Lillian Karabaic is Pay Dirt’s new weekly columnist. She’s currently the host of Oh My Dollar!, a syndicated financial radio show, and a retirement advisor with Chaim Investment Advisors. She focuses on modern money issues that aren’t typically represented in the mainstream, like variable income, LGBTQ+ relationships, and trans health care.
Slate Plus members get more advice from Lillian every week. Have a question? Send it to Lillian, Athena, and Elizabeth here. (It’s anonymous!)
Dear Pay Dirt,
Two and a half years ago I refinanced my federal direct student loans (at the time with Navient) with a private company (Earnest) to obtain a significantly lower interest rate. I thought I was making a good financial decision at the time and I never imagined the financial repercussions.
I have since discovered that I would have met the expanded criteria for Public Service Loan Forgiveness Program (PSLF). I worked for a non-profit/tax-exempt institution since 2009 and made 120 qualifying monthly payments with no lapse in payments. I was informed by the Department of Education that my loans are not eligible for consolidation because my loans are private, due to the aforementioned refinancing with a private company. To be fair to the company I refinanced with, I WAS warned, I just never imagined I would ever be eligible for PSLF or any other program. Do I have any recourse for reconverting my loans to take advantage of PSLF? If not, what should I do about my loans?

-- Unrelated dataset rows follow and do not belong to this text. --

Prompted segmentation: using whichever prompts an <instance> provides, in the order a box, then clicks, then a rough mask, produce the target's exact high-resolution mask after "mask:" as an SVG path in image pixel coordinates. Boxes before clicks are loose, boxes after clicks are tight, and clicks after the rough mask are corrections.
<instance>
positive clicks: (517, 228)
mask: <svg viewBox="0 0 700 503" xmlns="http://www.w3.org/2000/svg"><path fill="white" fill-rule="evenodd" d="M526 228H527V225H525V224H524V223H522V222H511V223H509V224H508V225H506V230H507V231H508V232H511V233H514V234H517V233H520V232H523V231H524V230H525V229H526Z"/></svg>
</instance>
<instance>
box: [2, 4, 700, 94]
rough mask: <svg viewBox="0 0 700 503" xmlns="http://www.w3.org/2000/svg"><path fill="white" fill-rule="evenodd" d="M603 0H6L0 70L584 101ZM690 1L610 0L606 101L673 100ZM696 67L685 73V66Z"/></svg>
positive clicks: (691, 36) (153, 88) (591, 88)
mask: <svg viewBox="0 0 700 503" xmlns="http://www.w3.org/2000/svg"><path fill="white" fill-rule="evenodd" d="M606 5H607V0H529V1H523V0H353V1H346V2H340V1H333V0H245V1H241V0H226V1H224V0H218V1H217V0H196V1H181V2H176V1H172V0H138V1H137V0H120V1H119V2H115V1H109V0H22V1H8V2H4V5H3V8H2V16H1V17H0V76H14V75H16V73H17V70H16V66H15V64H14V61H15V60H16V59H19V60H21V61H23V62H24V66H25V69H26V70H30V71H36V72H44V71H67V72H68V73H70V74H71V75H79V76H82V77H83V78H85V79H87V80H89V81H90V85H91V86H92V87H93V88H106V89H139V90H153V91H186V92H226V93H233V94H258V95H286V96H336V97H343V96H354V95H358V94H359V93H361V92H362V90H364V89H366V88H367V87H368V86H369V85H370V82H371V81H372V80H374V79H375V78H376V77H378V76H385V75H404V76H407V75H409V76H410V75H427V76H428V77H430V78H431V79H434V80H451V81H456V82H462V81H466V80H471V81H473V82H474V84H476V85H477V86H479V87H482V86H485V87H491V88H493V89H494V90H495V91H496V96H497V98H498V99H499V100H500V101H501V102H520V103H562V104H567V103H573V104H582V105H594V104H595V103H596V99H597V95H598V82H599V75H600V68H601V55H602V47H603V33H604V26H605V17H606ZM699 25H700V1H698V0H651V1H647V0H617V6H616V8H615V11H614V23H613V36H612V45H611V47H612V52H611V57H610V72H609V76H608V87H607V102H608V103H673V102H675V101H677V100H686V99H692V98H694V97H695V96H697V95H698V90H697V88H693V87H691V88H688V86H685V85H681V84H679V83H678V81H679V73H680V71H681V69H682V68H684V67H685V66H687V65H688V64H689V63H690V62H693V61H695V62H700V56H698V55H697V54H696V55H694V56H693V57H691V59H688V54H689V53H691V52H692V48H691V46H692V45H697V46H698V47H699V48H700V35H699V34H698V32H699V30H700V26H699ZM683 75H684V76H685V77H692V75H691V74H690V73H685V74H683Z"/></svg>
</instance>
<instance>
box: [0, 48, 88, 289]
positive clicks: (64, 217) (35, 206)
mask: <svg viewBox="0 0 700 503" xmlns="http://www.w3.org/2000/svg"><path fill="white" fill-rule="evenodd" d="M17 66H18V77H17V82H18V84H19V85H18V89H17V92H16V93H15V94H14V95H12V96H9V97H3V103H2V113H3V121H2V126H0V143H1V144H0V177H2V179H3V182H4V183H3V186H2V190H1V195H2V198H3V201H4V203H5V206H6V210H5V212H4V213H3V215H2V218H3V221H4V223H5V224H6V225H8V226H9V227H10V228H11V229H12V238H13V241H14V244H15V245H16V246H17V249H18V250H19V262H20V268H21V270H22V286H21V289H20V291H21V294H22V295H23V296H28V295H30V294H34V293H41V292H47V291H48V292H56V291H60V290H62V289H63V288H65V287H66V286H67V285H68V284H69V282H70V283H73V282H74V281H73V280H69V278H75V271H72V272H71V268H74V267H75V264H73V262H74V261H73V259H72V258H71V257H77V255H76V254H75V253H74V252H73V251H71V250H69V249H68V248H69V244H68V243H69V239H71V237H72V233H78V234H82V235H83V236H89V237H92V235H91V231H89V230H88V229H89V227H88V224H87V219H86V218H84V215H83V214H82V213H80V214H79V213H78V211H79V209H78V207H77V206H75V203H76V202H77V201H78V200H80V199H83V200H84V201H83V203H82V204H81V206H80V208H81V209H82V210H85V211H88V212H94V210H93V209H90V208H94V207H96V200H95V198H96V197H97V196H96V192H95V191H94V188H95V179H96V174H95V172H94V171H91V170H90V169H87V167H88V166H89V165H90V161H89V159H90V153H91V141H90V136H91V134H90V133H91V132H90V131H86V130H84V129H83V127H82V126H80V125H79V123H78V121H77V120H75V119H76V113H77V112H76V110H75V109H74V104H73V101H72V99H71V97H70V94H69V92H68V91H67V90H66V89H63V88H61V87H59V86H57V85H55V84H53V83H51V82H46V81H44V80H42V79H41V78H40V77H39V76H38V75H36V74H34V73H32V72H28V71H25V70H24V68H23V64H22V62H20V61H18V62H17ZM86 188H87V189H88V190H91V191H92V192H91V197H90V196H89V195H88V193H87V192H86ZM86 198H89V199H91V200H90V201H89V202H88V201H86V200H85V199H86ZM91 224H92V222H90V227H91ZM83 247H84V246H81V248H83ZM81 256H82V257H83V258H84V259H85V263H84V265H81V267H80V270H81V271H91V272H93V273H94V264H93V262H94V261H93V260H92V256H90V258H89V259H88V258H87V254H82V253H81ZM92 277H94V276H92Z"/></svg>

—Forever in Student Loan Debt
Dear Forever in Student Loan Debt,
Your letter highlights our glaring problem with student loans in this country: There are too many servicers, repayment programs, and loan types for borrowers to be properly informed. Even when you think you are making a financially prudent decision, you are still gambling on the future of constantly-changing repayment and forgiveness programs.
We’ve set up the system expecting 18-year-old students to sign up for the equivalent of a 20-year-long mortgage payment. There’s no evaluation of the borrower’s income or credit (except PLUS loans) as there would be with a mortgage. It’s like buying a house not knowing how much the monthly payment will be, where the house is located, or if the basement is infested with toxic mold.
You made a gamble on refinancing your loans, and unfortunately, you lost out on forgiveness programs with that gamble. I am disappointed to report that you don’t have a way back into the federal loans under current rules. This means you don’t qualify for PSLF and other forgiveness eligibility (like the $10,000 forgiveness announced by the White House last month). While you don’t qualify for PSLF, it is worth investigating if you qualify for any career- or location-based forgiveness programs for private student loans.
When you decided to refinance the loans, presumably, you had a plan about what you would do about them. The plan you made two and a half years ago should be your plan going forward—until things inevitably change yet again in the world of student loans.